The proposed amendments tentatively concern 19 of the 64 recommendations of the Good Governance Code. The most significant are the following:
- Recommendations 14 and 15: The updating of the recommendations regarding the gender diversity within the boards of directors, by raising to 40% the threshold for directors of the under-represented sex and by proposing that the board shall approve a selection policy that includes measures that encourage the company to have a significant number of female senior managers. This update has been the most objected in the public consultation, with many interested parties asking for a transitional period for the compliance with the new threshold.
- Recommendation 37: The relaxation of the composition of the executive committee, in the case of companies in which it exists, requesting only two external directors, with at least one of them being independent. It is further recommended that the committee´s secretary is that of the board of directors.
- Recommendations 39 and 42: The attribution to the audit committee the duty to supervise non-financial information, as well as to supervise the financial and non-financial risk control and management systems, therefore, its members and, especially, its chairman, shall have knowledge and experience in the field.

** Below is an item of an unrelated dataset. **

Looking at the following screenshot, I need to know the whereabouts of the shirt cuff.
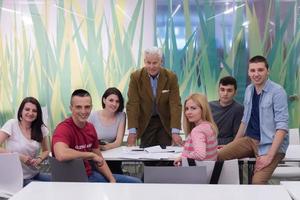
[128,128,136,135]
[171,128,180,135]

- Recommendations 53, 54 and 55: The unification of concepts such as “environmental, social and corporate governance aspects” or “sustainability”, which correspond to the English acronym ESG (“Environmental, Social and Governance“). Likewise, the possibility is foreseen to assign the duties related to this matter to a specialized committee and especially dedicated to sustainability matters, composed solely by external directors, with at least two of them being independent.
- Recommendation 4: The approval of a general communication policy regarding economic-financial and corporate information through the channels deemed more appropriate (including new online media and social networks), which helps to maximize its broadcast and quality of information, as well as the correct compliance with the rules on market abuse.
- Recommendations 22 and 24: The strengthening of the control mechanisms of the directors´ actions that may affect the credit and reputation of the company. Upon the circumstances in which the internal rules of the companies must disclose, those of corruption are expressly mentioned, and it is proposed that the board should examine any situation that affects a director and may harm the credit of the company as soon as it is known (without waiting, as before, until the director is prosecuted).
In relation to the compensation of directors, the amendment would include, mainly, the following new developments:
- Recommendation 59: The deferral of the payment of all (and not only part) of the compensation components for a period of time sufficient to verify the effective compliance with the magnitudes or conditions associated with their collection.
- Recommendation 62: The implementation ─in the compensation plans referred or based on shares─ of a period of at least three years between the time the shares, options or other referenced financial instruments are granted and the time when the director can dispose of them. This recommendation aims to align the interests of the directors with the long-term interests of the companies and, therefore, the proposed amendment does not include the case of the directors who maintain an economic exposure to the shares price variation for a market value equal to an amount of at least twice their annual fixed remuneration.
- Recommendation 64: Lastly, in relation to contract termination payments (for which the current Good Governance Code recommends that they should not exceed an amount equivalent to two years of the total annual compensation) the amendment would clarify that the indemnities, the amounts of long-term savings systems that have not been previously consolidated, the indemnities for post-contractual non-competition agreements, as well as any other payment of which accrual or payment obligation arises as a consequence of the termination of the contractual relationship, shall be included.